You have to be fairly motivated to walk the Camino de Santiago from St Jean Pied de Port in France to Santiago de Compostela in North West Spain – as it is 800km. Usually 800km with your rucksack on your back with everything you need for a month. Sleeping in hostels with strangers, communal showers, and no privacy.
To many this does not sound like a holiday or a good use of their precious time, however more than 100,000 people walk one of these routes each year – and the numbers are growing. Pilgrims, as they are called, come from all over the world and put themselves through physical hardship subjecting their body to walking between 25 and 30km a day – day after day. It really is quite a feat.
So why walk the Camino de Santiago?
This appears to be the main reason for most. They have reached a point in their life where they need time to think, time to get away from their life as it is. Many times I asked pilgrims why they were on the Camino and the simple answer was just getting away from everything.
And on the Camino you do. The pace of life is slower, you are not subjected to advertising, and social media and the internet seems like another world. Imagine for a month not being in a taxi, a car, bus or any other mode of transport – only walking. You don’t have TV, ubiquitous email and cell calls.
There seems to be little that compares with walking for a month. People come out the other end often wanting to make changes to their own life, and having a sense of being refreshed – being washed clean of the daily cynicism that can surround us by hearing too much news.
I went more than a month, twice, without my daily morning check of email and news sites, something I find almost impossible at home and this does not cover the changes in my life since walking the Camino de Santiago.
And it is. The real problem is not walking 25 or 30km, it is doing this day after day. You discover if your boots really do fit, if they don’t you learn very quickly how to repair your feet of all the blisters that grow.
Apart from looking after your feet the main challenge is to have your backpack as light as possible. The first time I walked my rucksack was 13kg starting out, far too heavy. The next time I had this down to 6kg and life was much better and I was happier. Most of the time there are no washing machines and you hand wash what you wore that day in the evening.

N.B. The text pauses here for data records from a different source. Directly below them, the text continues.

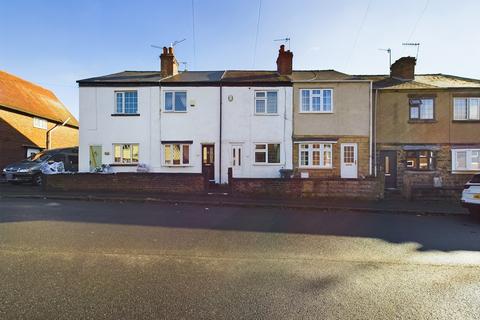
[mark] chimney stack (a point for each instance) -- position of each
(403, 68)
(284, 61)
(168, 63)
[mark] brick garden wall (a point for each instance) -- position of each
(126, 182)
(369, 188)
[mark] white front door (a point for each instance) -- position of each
(236, 160)
(348, 167)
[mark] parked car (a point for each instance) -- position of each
(471, 195)
(29, 170)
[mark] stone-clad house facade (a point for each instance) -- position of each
(427, 128)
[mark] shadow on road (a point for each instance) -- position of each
(444, 233)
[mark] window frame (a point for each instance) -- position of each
(43, 125)
(131, 154)
(122, 92)
(431, 156)
(468, 159)
(310, 149)
(265, 113)
(467, 107)
(265, 150)
(174, 92)
(181, 147)
(419, 106)
(311, 96)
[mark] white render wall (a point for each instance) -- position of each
(99, 127)
(200, 124)
(241, 126)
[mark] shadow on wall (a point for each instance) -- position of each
(443, 233)
(12, 144)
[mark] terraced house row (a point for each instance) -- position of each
(415, 130)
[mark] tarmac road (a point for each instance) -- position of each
(97, 260)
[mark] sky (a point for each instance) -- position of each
(54, 43)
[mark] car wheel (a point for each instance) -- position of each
(37, 179)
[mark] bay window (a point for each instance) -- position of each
(315, 155)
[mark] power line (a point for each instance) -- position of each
(256, 35)
(358, 34)
(194, 44)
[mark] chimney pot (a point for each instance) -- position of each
(284, 61)
(403, 68)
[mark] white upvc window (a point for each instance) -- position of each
(466, 160)
(126, 102)
(466, 108)
(125, 153)
(176, 154)
(315, 155)
(175, 101)
(267, 153)
(316, 100)
(40, 123)
(266, 102)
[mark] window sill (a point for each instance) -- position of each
(465, 121)
(423, 121)
(317, 112)
(125, 114)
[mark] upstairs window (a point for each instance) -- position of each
(176, 154)
(126, 102)
(40, 123)
(421, 160)
(266, 102)
(175, 101)
(466, 109)
(316, 100)
(315, 155)
(466, 160)
(125, 153)
(267, 153)
(422, 109)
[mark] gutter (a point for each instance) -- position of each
(48, 140)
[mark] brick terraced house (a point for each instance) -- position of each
(31, 119)
(427, 128)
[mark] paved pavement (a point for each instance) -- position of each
(91, 260)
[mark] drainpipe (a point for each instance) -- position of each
(48, 140)
(220, 138)
(371, 129)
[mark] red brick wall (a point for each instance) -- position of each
(369, 188)
(126, 182)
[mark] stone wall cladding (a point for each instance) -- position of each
(369, 188)
(126, 182)
(363, 158)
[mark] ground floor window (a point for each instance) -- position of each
(466, 159)
(421, 160)
(267, 153)
(176, 154)
(125, 153)
(315, 155)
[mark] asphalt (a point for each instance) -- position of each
(391, 204)
(112, 260)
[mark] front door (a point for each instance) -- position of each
(237, 160)
(95, 157)
(348, 167)
(208, 161)
(388, 159)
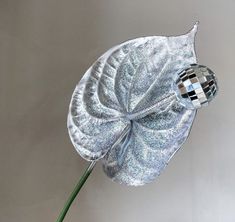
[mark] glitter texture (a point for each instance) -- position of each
(125, 110)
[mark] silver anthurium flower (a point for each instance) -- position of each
(135, 106)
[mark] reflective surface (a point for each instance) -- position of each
(197, 86)
(125, 111)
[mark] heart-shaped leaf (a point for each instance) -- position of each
(125, 111)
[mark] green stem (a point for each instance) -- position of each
(76, 191)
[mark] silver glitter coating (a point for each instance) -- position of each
(125, 110)
(197, 85)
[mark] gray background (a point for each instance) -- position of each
(45, 47)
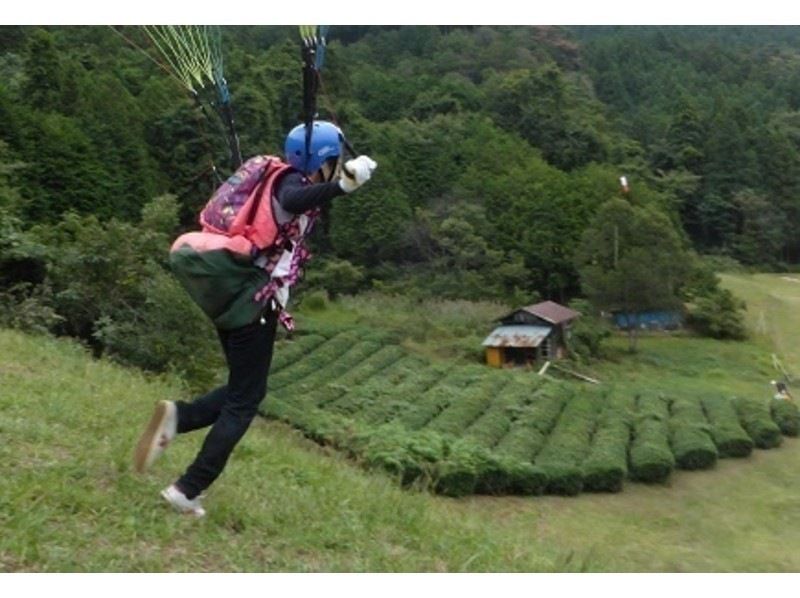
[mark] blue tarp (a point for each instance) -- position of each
(648, 320)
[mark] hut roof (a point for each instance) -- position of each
(549, 311)
(521, 336)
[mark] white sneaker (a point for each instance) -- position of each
(180, 503)
(160, 431)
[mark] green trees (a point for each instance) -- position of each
(630, 259)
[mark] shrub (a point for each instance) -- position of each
(718, 314)
(786, 416)
(690, 435)
(651, 459)
(168, 332)
(728, 435)
(607, 464)
(562, 457)
(756, 420)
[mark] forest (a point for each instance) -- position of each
(500, 152)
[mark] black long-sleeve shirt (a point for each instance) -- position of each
(296, 195)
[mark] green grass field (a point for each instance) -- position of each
(69, 501)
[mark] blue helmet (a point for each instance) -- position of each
(326, 143)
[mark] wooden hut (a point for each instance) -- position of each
(535, 333)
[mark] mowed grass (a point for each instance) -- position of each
(69, 501)
(773, 312)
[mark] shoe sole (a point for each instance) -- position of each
(198, 512)
(148, 442)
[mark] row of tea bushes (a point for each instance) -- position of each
(323, 354)
(567, 445)
(287, 353)
(785, 415)
(376, 391)
(397, 399)
(729, 436)
(532, 425)
(690, 435)
(651, 459)
(757, 421)
(470, 406)
(376, 360)
(606, 467)
(448, 391)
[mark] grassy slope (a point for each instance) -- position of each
(68, 500)
(773, 312)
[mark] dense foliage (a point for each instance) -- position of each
(500, 152)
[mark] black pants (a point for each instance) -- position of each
(229, 409)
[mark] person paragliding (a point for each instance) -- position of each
(240, 268)
(295, 190)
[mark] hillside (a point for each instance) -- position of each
(71, 503)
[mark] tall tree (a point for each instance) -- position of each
(630, 259)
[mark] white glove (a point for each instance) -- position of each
(356, 172)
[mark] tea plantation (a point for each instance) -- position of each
(462, 430)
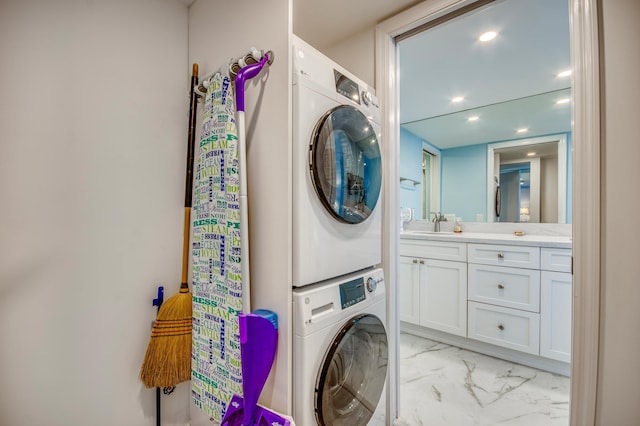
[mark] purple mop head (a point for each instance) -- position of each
(258, 343)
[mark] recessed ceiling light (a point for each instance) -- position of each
(488, 36)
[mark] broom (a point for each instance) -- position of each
(168, 358)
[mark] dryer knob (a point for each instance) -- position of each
(371, 285)
(366, 97)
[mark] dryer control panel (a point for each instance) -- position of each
(352, 292)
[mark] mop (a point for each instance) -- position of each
(259, 329)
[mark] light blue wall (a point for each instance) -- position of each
(569, 177)
(464, 181)
(463, 177)
(410, 167)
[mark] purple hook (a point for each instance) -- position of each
(247, 73)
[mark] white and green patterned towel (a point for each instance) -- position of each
(216, 251)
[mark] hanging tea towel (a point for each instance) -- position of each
(216, 251)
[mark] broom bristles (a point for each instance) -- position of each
(168, 358)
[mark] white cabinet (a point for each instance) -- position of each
(512, 296)
(555, 315)
(433, 291)
(510, 287)
(504, 294)
(510, 328)
(443, 295)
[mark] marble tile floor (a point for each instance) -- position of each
(442, 385)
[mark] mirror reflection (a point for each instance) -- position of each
(486, 135)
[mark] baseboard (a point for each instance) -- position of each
(541, 363)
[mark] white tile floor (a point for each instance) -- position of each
(442, 385)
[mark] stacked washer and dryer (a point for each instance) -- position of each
(340, 350)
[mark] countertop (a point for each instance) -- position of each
(491, 238)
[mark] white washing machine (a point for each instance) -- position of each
(337, 170)
(340, 351)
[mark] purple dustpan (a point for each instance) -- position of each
(258, 343)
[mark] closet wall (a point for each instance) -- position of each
(93, 125)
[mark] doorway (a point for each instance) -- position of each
(585, 225)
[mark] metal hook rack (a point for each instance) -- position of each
(254, 56)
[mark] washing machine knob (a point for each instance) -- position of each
(366, 97)
(371, 285)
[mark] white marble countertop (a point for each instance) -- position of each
(557, 241)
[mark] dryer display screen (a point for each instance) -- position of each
(347, 87)
(352, 292)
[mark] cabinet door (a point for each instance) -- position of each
(443, 295)
(555, 315)
(409, 290)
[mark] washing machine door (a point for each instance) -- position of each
(352, 375)
(345, 164)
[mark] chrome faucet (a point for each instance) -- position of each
(437, 218)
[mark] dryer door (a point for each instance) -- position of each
(352, 375)
(345, 164)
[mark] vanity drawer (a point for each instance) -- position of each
(502, 255)
(503, 286)
(441, 250)
(554, 259)
(506, 327)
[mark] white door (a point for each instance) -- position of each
(443, 295)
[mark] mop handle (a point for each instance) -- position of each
(246, 73)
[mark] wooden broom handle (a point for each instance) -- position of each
(188, 191)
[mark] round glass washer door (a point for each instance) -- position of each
(352, 377)
(345, 164)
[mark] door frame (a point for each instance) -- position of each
(583, 20)
(560, 139)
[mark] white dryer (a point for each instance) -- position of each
(340, 351)
(337, 170)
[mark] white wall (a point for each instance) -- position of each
(619, 371)
(93, 120)
(217, 33)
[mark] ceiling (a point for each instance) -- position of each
(323, 23)
(510, 83)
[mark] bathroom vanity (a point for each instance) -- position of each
(503, 295)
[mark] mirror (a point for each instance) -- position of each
(479, 112)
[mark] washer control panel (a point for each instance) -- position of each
(352, 292)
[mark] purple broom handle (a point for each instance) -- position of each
(247, 73)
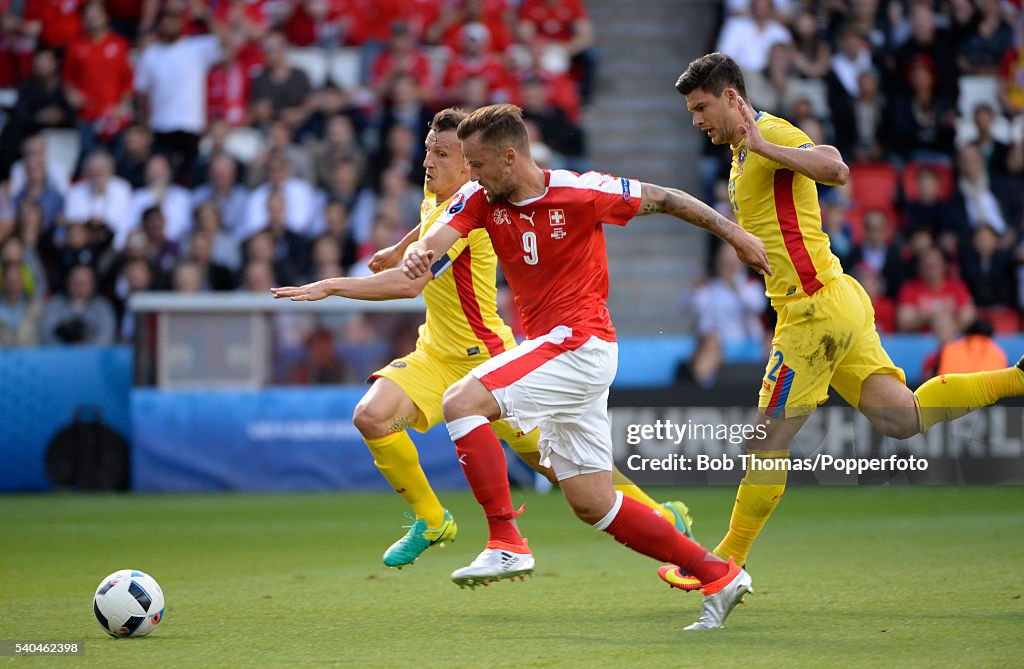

If you manage to just walk in the day and not think about all the days ahead, walk at your own pace, do your own Camino – there can be a tremendous sense of accomplishment at the end. However there can also be an anti-climax. What next, is often a common thought? What no more walking?
Yes, people do still walk the Camino de Santiago for religious reasons. There are “holy years” on the Camino where the feast day of St James falls on a Sunday. During a holy year a special door in the Cathedral in Santiago is opened and all pilgrims can have an Indulgence for the forgiveness of sins. The next holy year is not until 2021, during the previous ones the amount of pilgrims on the route increases dramatically.
In the Pilgrim’s office in Santiago you can request a Compostela if you meet certain requirements. A Compostela is a Latin document that states that the person has walked at least the last 100km or cycled at least the last 200km for religious or spiritual reason to Santiago. There is also another certificate for those that do not fall into these categories that states the achievement of finishing the walk – most people religious or not ask for the Compostela – it appears personal spirituality is alive and well along the Camino
No matter your reason for taking on one of the Camino routes most people enjoy the Camino. I talked about matters to strangers that I wouldn’t discuss normally, and others were the same. Friendships build as often you find yourself walking at the same pace as others, and groups form that end up calling themselves a Camino family. For me I was especially lucky as I met my wife to be there.